Azure-Samples / cognitive-services-speech-sdk

Sample code for the Microsoft Cognitive Services Speech SDK
MIT License
2.82k stars 1.83k forks source link

Threads left hanging after synthesizer is deleted #2545

Closed kormang closed 1 month ago

kormang commented 1 month ago

Speech SDK starts some native thread when speech synthesis is requested. These threads are kept alive even after synthesizer is deleted and garbage collected.

To Reproduce

Steps to reproduce the behavior:

  1. Run the following code:
import os
import subprocess
import azure.cognitiveservices.speech as speechsdk
import threading

def print_thread_count(msg: str = ""):
    sys_th_count = len(subprocess.check_output(["ps", "-T", "-p", str(os.getpid())]).splitlines())
    print(msg, "- active python threads:", threading.active_count(), "; system thread count: ", sys_th_count)

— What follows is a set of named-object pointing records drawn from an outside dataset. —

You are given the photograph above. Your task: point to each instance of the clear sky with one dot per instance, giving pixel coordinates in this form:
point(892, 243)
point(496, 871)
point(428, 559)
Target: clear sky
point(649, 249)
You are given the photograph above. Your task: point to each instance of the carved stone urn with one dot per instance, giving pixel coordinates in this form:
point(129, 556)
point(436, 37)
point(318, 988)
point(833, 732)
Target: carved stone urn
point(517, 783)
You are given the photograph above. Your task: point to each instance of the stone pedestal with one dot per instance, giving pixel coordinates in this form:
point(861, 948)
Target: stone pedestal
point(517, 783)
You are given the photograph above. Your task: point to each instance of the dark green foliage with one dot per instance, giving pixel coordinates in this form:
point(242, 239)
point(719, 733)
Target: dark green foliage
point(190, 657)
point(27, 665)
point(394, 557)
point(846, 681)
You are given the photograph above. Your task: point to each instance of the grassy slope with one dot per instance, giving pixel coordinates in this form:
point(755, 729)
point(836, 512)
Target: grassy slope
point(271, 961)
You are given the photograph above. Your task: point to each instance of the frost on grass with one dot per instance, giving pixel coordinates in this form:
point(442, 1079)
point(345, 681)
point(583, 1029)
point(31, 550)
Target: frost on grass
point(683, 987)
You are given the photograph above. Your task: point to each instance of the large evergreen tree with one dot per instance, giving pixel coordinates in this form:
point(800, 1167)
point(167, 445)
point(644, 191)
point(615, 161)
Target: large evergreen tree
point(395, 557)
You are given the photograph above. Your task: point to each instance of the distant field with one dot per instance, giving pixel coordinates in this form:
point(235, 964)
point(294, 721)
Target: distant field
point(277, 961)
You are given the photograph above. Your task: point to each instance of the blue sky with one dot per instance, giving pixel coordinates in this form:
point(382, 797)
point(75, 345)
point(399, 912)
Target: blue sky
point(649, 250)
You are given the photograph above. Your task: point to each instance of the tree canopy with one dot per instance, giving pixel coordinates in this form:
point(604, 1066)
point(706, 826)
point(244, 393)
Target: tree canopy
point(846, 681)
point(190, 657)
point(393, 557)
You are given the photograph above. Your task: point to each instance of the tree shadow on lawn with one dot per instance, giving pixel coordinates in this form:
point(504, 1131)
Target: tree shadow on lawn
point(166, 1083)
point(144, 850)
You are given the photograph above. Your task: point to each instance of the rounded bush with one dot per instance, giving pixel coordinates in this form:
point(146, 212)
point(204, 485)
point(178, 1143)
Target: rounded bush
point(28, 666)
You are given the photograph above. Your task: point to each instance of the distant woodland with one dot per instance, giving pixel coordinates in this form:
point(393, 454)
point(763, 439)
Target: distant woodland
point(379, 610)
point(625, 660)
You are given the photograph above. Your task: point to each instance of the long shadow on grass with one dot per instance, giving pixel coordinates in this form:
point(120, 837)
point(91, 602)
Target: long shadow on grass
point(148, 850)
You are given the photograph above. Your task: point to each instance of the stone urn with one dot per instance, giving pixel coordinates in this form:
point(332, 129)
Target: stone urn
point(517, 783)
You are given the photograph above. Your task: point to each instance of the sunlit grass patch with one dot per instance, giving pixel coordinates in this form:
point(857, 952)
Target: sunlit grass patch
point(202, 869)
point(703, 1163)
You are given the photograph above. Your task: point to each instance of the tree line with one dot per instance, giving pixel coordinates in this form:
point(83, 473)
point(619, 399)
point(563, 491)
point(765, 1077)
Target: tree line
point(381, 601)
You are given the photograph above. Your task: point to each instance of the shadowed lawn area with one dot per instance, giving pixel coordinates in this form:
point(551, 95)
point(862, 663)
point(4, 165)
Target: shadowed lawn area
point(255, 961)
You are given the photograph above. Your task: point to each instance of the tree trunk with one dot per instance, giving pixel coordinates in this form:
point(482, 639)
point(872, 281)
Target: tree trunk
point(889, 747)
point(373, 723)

class WriterCallback(speechsdk.audio.PushAudioOutputStreamCallback):
    def write(self, buffer: memoryview) -> int:
        return len(buffer)

    def close(self) -> None:
        pass

def create_synthesizer():
    compl_evt = threading.Event()

    def on_completed(eargs: speechsdk.SpeechSynthesisEventArgs):
        compl_evt.set()

    # This example requires environment variables named "SPEECH_KEY" and "SPEECH_REGION"
    speech_config = speechsdk.SpeechConfig(subscription=os.environ.get('SPEECH_KEY'), region=os.environ.get('SPEECH_REGION'))
    audio_config = speechsdk.audio.AudioOutputConfig(stream=speechsdk.audio.PushAudioOutputStream(WriterCallback()))
    audio_config = speechsdk.audio.AudioOutputConfig(use_default_speaker=True)

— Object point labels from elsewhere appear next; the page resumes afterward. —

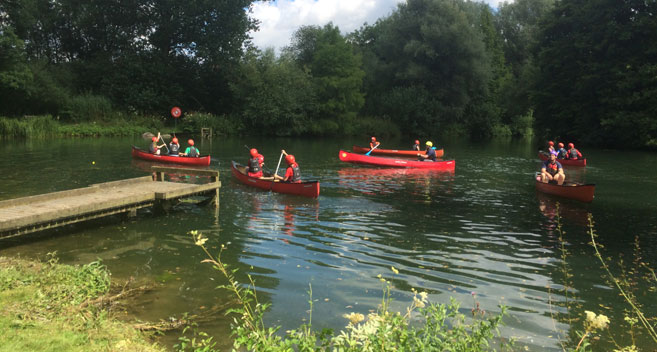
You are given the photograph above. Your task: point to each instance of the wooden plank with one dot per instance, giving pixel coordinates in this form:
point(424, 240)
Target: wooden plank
point(180, 170)
point(36, 213)
point(47, 196)
point(76, 210)
point(187, 191)
point(124, 182)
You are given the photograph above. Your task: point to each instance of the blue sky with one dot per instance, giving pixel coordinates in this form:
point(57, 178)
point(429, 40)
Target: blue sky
point(279, 19)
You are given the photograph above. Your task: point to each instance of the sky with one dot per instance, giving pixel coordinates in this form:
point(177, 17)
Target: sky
point(279, 19)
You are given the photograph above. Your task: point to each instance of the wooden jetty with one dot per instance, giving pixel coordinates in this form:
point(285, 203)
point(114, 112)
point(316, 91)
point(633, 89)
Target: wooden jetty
point(46, 211)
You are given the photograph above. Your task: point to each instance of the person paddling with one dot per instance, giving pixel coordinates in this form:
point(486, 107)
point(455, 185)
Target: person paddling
point(292, 173)
point(562, 153)
point(374, 143)
point(191, 150)
point(430, 153)
point(174, 147)
point(154, 148)
point(256, 162)
point(573, 154)
point(552, 170)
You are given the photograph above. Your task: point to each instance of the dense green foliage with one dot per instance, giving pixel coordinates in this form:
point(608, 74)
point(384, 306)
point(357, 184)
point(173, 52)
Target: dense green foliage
point(598, 72)
point(581, 71)
point(443, 327)
point(53, 307)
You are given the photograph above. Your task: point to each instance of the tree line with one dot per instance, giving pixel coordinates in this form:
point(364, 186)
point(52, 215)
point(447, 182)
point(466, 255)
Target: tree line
point(585, 71)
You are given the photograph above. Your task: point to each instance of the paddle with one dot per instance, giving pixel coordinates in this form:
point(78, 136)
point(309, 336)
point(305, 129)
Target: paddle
point(279, 163)
point(376, 146)
point(263, 166)
point(163, 142)
point(148, 136)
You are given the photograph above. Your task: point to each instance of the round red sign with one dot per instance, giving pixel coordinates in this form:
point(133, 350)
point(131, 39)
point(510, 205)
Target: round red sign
point(176, 112)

    # The neural multilingual voice can speak different languages based on the input text.
    speech_config.speech_synthesis_voice_name='en-US-AvaMultilingualNeural'

    speech_synthesizer = speechsdk.SpeechSynthesizer(speech_config=speech_config, audio_config=audio_config)

    speech_synthesizer.synthesis_completed.connect(on_completed)

    return speech_synthesizer, compl_evt

speech_synthesizer, compl_evt = create_synthesizer()
def do_speech() -> bool:

    print_thread_count("before input")
    print("Enter some text that you want to speak >")
    text = input()

    if text == "":
        print("Exit")
        return False

    print_thread_count("before speak")
    result_future = speech_synthesizer.speak_text_async(text)
    print_thread_count("after speak")

    compl_evt.wait()
    compl_evt.clear()
    print_thread_count("after wait")

    # Uncomment this to fix the issue.
    # result_future.get()

    return True

while do_speech():
    print_thread_count("loop...")

print_thread_count("Cleanup...")
del speech_synthesizer
print_thread_count("After del")
# At this point number of threads will be about +6 higher then before the while loop,
# unless result_future.get is called for each result_future.
  1. Observe that the number of native threads did not decrease at the end of the script (just press enter to exit the script).
  2. Ucomment # result_future.get() and run again.
  3. Observe that the number of native threads did decrease to previous value at the end of the script.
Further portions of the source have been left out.